Smart Strategies For High-Stakes Situations

Can your employer require you to give a 2-week notice?

On Behalf of | Feb 9, 2022 | business litigation

Whether you work for a company for 10 months or 10 years, know that your resignation may result in significant hardship and headache for your employer. In addition to the cost of replacing you, your employer may experience a decrease in productivity and a loss of morale.

Because of the losses associated with losing a valuable employee, your employer may require you to give an advanced notice of your intent to leave. However, according to the Society for Human Resource Management, your employer may have a hard time enforcing a related provision — and may face legal backlash for attempting to do so.

California is an at-will employment state

When assessing the enforceability of a notice requirement, the California courts will almost always refer to the fact that California is an at-will employment state. What this means is that employers have the right to hire and fire employees at will and without any rhyme, reason or notice. Likewise, employees do not have a legal obligation to continue to work for an employer if they no longer desire to. Though other factors may affect cases that stem from employees suddenly quitting their jobs, the at-will doctrine has the most influence.

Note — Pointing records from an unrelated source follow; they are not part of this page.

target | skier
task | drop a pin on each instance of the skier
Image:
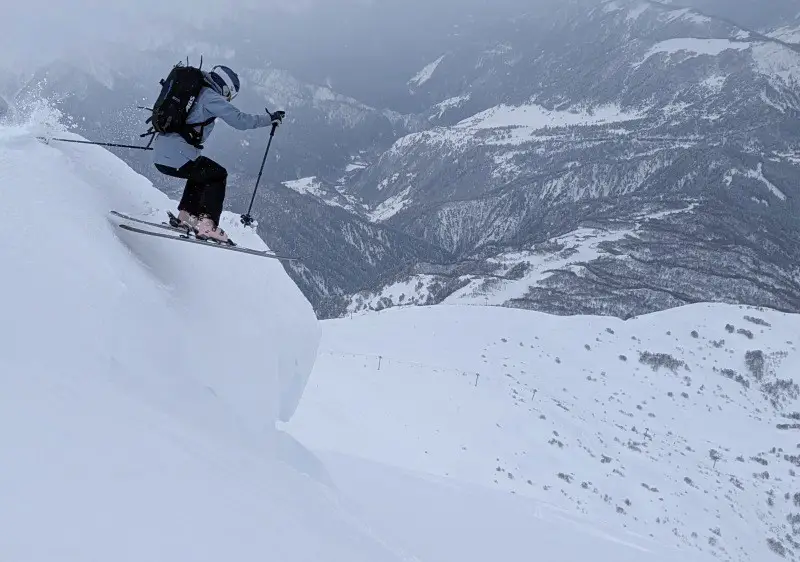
(203, 197)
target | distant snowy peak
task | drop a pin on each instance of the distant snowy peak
(788, 34)
(536, 117)
(331, 195)
(425, 74)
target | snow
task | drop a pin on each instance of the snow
(715, 82)
(578, 247)
(778, 61)
(546, 412)
(533, 116)
(758, 175)
(450, 103)
(788, 34)
(308, 185)
(142, 380)
(425, 74)
(145, 380)
(391, 206)
(636, 12)
(686, 14)
(692, 47)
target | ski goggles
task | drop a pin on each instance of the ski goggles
(227, 80)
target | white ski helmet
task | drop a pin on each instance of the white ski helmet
(227, 81)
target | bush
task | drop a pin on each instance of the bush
(658, 360)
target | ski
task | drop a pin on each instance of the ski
(163, 225)
(184, 237)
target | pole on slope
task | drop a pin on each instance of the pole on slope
(277, 118)
(47, 139)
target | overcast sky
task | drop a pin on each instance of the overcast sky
(33, 30)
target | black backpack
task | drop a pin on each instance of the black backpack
(179, 91)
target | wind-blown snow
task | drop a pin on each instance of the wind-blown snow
(308, 185)
(610, 420)
(758, 175)
(691, 47)
(391, 206)
(534, 116)
(776, 60)
(425, 74)
(142, 379)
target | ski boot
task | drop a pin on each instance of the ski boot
(207, 230)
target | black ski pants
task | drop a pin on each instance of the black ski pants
(205, 186)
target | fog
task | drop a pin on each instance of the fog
(35, 31)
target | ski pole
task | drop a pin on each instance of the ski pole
(97, 143)
(247, 219)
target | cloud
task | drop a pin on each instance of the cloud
(35, 31)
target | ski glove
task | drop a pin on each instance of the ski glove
(277, 117)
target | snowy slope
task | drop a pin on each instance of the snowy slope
(611, 420)
(142, 379)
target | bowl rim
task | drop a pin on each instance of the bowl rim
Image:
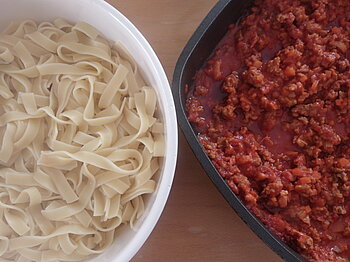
(167, 108)
(270, 239)
(169, 114)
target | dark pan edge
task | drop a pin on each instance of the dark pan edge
(276, 244)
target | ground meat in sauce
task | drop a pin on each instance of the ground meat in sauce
(272, 109)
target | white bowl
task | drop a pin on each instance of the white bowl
(114, 26)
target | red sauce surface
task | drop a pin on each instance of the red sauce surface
(272, 110)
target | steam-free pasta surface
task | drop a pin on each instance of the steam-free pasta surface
(79, 141)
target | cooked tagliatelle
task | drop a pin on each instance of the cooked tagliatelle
(79, 141)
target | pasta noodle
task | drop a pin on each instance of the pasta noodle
(79, 145)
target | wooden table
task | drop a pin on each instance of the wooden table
(197, 223)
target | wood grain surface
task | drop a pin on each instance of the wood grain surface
(197, 223)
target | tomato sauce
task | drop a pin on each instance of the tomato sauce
(271, 106)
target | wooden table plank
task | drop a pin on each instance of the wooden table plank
(197, 224)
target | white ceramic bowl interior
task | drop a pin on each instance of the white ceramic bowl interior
(114, 26)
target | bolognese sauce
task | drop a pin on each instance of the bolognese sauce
(272, 110)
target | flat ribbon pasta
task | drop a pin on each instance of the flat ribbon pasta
(80, 141)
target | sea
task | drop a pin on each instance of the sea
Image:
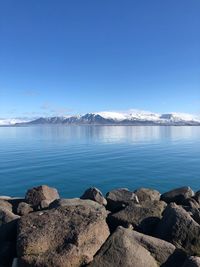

An employment contract may create an exception … Maybe

If you have a higher-level position or play an integral role in your company’s operations, you likely have an employment contract in place. Your employment contract may include a provision that requires you to give advance notice of your leaving. While the contract can and does create an exception to the state’s at-will doctrine, and while it can spell out what you should do in the event that you plan to resign, it cannot legally prevent you from leaving a company at a time when you feel is right. In fact, according to SHRM, you can quit and leave immediately even if your employment contract prohibits you from doing so.

That said, if you have a contract in place and resign without notice regardless, your employer may sue you for breach of contract. The damages it may collect are limited, however, to the losses your employer accrued because of your lack of notice. Those include the costs of lost productivity from the day you quit to the day it hires your replacement.

Resigning for your position requires careful consideration and planning. However, if you feel a need to quit on a whim, make sure you consider the legal implications of doing so beforehand.